Glomerulocystic kidney disease is a cystic disorder of the kidneys. GCKD involves cystic dilation of Bowman's capsule. It can occur with or without congenital abnormality. Glomerulocystic kidney disease is a renal cystic disease that can be classified in five major groups including familial, familial/sporadic heritable, glomerulocystic kidneys as a component of other cystic disease, sporadic, and acquired. The direct mechanism is not well researched but the main symptom is dilated or enlarged Bowman's capsule with glomerularcysts. The cysts are mostly located on the subscapular area of the renal cortex. Symptoms can vary in each case particularly between age groups. CT and MRI tests are recommended to differentiate and diagnose GCKD. Recovery includes medication to manage hypertensivity, diabetes, and surgery if necessary. Further research must be done to find the direct cause and best treatment plans. There are no alternate names for this disease but it is often misdiagnosed as other related kidney diseases.
Cysts in kidneys can be diffuse or clustered and uneven in development
Blood vessels can show fibrointimal hyperplasia and luminal narrowing :meaning a layer of the blood vessel called tunica intima may thicken and the blood vessels will have a smaller opening
Glomerular tufts collapsed or reduced :can also be described as the network of capillaries in the glomerulus that are the beginning of blood filtration
In addition, GCKD can be a component of renal dysplasia after fetal renal damage such as drug use by the mother.
Mechanism/Pathophysiology
The mechanism of cyst formation in Glomerulocystic kidney disease is not well understood. There is speculated to be a connection to HNF-1ß in familial GCKD which is critical in the development of the kidney, pancreas, and liver. Mutations in the HNF-1ß gene are a cause of renal cystic kidney disease and early onset diabetes However, in nonfamilial GCKD, HNF-1ß may not have a role. There are a variable amount of glomeruli with dilated Bowman's capsules within patients with GCKD. Tufts of the glomerulus attached to the walls of the capillaries have the possibility to be collapsed or shrunk. The epithelia in the wall of the capsule are also flattened. The enlargement of the kidney can be related to the degree of cyst formation. The cysts which come from the Bowmans space can also cause the kidneys to appear asymmetrical or misshapen. Cysts can cause injury by destroying nearby renal tissue Familial GCKD can have enlarged or normal size kidneys. Early onset seen in infants can be accompanied with severe renal insufficiency while in adulthood the renal damage can be less severe.
Diagnosis
There must be a differential diagnosis done for GCKD because it can appear so similar to other kidney disease.

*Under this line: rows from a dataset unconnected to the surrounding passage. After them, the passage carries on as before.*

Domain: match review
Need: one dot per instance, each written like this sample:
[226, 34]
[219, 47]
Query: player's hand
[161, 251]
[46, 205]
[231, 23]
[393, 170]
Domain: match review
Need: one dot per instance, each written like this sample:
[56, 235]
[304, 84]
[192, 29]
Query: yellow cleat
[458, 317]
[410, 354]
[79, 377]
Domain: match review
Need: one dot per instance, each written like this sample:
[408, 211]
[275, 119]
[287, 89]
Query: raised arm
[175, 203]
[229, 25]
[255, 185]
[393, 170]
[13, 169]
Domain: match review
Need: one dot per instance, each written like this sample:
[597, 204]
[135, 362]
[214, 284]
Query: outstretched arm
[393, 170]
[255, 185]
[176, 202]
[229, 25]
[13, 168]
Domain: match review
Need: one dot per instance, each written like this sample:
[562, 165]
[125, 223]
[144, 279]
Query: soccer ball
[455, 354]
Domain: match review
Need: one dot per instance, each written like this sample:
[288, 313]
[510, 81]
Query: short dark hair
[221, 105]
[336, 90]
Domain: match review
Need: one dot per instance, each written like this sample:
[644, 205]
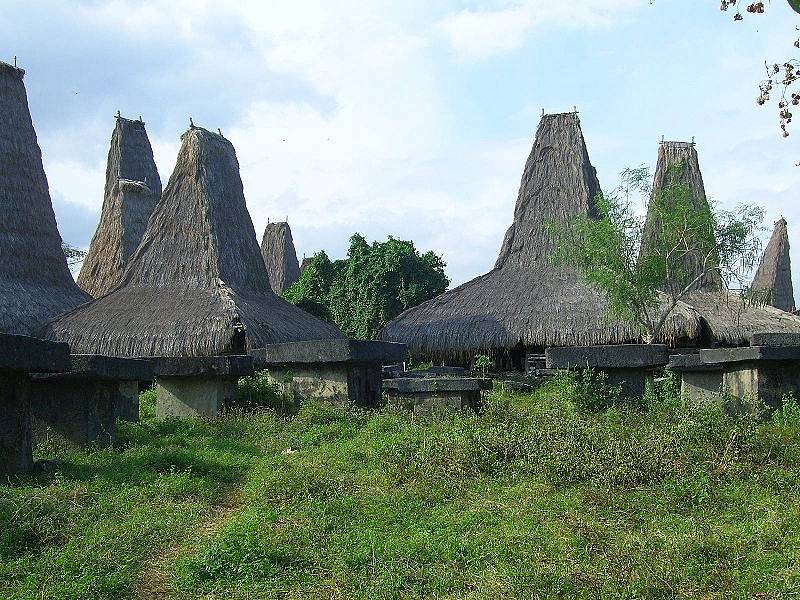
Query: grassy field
[548, 495]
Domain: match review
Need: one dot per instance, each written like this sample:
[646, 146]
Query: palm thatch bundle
[197, 284]
[280, 257]
[526, 299]
[35, 282]
[773, 279]
[133, 188]
[678, 165]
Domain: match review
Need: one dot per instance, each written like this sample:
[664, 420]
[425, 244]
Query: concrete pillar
[127, 404]
[15, 424]
[74, 413]
[194, 396]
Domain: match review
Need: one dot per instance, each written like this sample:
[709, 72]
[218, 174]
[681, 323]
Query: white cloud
[486, 33]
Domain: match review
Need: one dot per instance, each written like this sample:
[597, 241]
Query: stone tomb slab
[198, 386]
[765, 372]
[20, 356]
[343, 372]
[424, 396]
[80, 407]
[629, 366]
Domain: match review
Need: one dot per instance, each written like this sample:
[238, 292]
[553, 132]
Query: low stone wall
[429, 395]
[187, 397]
[627, 366]
[341, 384]
[15, 424]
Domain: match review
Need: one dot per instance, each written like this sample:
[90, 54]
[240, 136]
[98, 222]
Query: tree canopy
[644, 279]
[374, 284]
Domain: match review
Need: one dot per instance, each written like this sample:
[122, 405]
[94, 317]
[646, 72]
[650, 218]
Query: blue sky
[407, 118]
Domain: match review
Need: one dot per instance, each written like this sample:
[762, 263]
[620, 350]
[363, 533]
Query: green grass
[537, 497]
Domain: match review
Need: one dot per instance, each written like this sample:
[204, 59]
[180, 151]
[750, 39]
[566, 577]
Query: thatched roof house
[678, 165]
[280, 257]
[525, 301]
[196, 285]
[35, 282]
[774, 276]
[133, 188]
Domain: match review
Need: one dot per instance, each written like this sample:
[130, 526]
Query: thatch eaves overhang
[197, 284]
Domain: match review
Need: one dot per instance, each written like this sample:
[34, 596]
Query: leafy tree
[311, 291]
[374, 284]
[644, 279]
[782, 76]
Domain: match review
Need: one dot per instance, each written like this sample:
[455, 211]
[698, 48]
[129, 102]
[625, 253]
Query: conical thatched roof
[196, 285]
[35, 282]
[774, 275]
[133, 188]
[305, 262]
[678, 164]
[280, 257]
[525, 298]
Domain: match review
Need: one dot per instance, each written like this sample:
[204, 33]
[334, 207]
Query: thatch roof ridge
[526, 298]
[132, 190]
[280, 256]
[35, 281]
[774, 274]
[680, 160]
[197, 284]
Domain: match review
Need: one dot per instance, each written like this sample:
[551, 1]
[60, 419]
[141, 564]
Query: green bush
[147, 404]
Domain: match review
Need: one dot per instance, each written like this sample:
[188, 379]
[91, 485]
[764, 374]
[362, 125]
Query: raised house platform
[20, 356]
[198, 386]
[81, 406]
[344, 372]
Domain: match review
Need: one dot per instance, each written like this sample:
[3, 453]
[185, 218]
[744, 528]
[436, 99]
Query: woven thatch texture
[774, 275]
[678, 164]
[728, 320]
[280, 257]
[196, 285]
[35, 282]
[525, 298]
[133, 188]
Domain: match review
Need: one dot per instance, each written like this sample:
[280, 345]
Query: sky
[413, 118]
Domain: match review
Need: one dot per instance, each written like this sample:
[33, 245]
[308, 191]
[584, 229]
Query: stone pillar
[128, 401]
[15, 424]
[74, 413]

To differentiate it from autosomal recessive polycystic disease it is found there is abnormal medullary pyramids in autosomal recessive polycystic kidney disease but not GCKD. Imaging of small renal cysts with sub scapular distribution also help to separate it from other diseases. In ADPKD cysts can be observed in the cortex and medulla, while GCKD they just present in the cortex. Diagnosis for GCKD can be confirmed if 5 percent or more of glomeruli are cystic. CT scans are one way to test but are not able to make distinctions between other diseases. MRI's are recommended because they are able to make definitive diagnosis of GCKD. Ultra sonographs can also be useful. A biopsy may also help differentiate from other cysts because in GCKD there will be tubular and glomerular atrophy, and interstitial fibrosis. Family history of various kidney diseases and related medical associations may also be an indicator of GCKD and help with the diagnosis.
Treatment
There are various treatment methods available and they vary case to case. Below are the known treatment methods at this time:
Dialysis can help to support the damaged kidney if the case is severe enough
Other treatment methods are unknown at this time
Prognosis
There are no specific studies done on Life Expectancy or statistical information for the prognosis of GCKD. For other kidneys diseases depending on degree the prognosis is generally positive. Life span may be shortened but that has not been proven. Most likely patients with GCKD will be on close watch and have a regimented diet.
Epidemiology
GCKD is rare and there have not been many cases reported. Age of onset can happen anytime although it is more common in infants and young children. For most chronic kidney disease cases, women live longer than men.
Research directions
There is much need for further research in many aspects of GCKD. Specific mechanism and physiology for development of the disease needs more clarity. The developmental genes with roles in GCKD must be clarified. Treatment plans need to be tested and implemented specifically for GCKD. More statistics need to be collected as this emerging disease becomes more well known.